Featured Image Credit: BILL CURTSINGER, NATIONAL GEOGRAPHIC CREATIVE
By: Jessica Kittel
For everyone that likes to take discreet catnaps at their desk or in class, turns out your spirit animal might just be the harbor porpoise.
New research published by Andrew Wright, from the University of Canterbury, suggests that harbor porpoises doze off while diving.
During his Ph.D. research in waters just off of Denmark, Wright tracked harbor porpoise diving behavior using behavioral loggers. These behavioral loggers provided some interesting data that led to Wright discovering a whole new type of diving behavior. These dives were slow, utilized little energy, and had few echolocation clicks.

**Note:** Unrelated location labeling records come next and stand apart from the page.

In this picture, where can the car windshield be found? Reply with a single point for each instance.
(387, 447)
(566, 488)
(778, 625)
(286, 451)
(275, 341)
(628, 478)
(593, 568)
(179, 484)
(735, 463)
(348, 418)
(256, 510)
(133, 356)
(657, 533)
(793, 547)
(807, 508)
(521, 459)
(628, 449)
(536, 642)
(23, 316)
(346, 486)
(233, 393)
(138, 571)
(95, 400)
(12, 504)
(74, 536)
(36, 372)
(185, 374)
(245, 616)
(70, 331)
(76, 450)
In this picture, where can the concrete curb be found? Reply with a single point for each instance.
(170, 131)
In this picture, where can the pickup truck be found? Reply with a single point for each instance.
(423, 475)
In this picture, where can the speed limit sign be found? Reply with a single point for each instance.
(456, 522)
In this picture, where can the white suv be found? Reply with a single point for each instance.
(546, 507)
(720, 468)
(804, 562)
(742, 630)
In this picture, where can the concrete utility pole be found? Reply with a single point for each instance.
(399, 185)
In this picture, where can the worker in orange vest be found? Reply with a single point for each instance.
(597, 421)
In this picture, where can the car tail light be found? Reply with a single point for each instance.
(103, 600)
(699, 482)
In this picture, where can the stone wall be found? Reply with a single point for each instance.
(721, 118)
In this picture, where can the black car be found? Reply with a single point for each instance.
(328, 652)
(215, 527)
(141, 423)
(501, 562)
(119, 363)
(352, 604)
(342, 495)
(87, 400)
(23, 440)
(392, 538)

It’s a relatively well-known piece of information that cetaceans only use half of their brains when they sleep. This is called unihemispheric slow wave sleep (USWS) and has been seen in all members of cetacea. Unlike us, cetaceans are conscious breathers meaning they need to consciously rise to the surface intermittently to take a breath. If a dolphin or whale were to be knocked unconscious they would likely die due to the fact that would not breath, even if they were at the surface.
In order to make sure they come up for air while sleeping, they never completely turn their brains off. They will rest with one half of their brain switched off then the next time they sleep they will switch off the opposite side of their brain. The half of the brain that isn’t resting tells them to surface every now and then and take a breath.
This new information suggests that not only do they sleep while swimming at the surface, but also during dives. This information does bring into question whether sleeping at depth could make these porpoises more likely to become entangled in fishing nets. Wright suggests that if fishermen do not put nets at the depths that porpoises sleep at they may be able to reduce entanglement rates.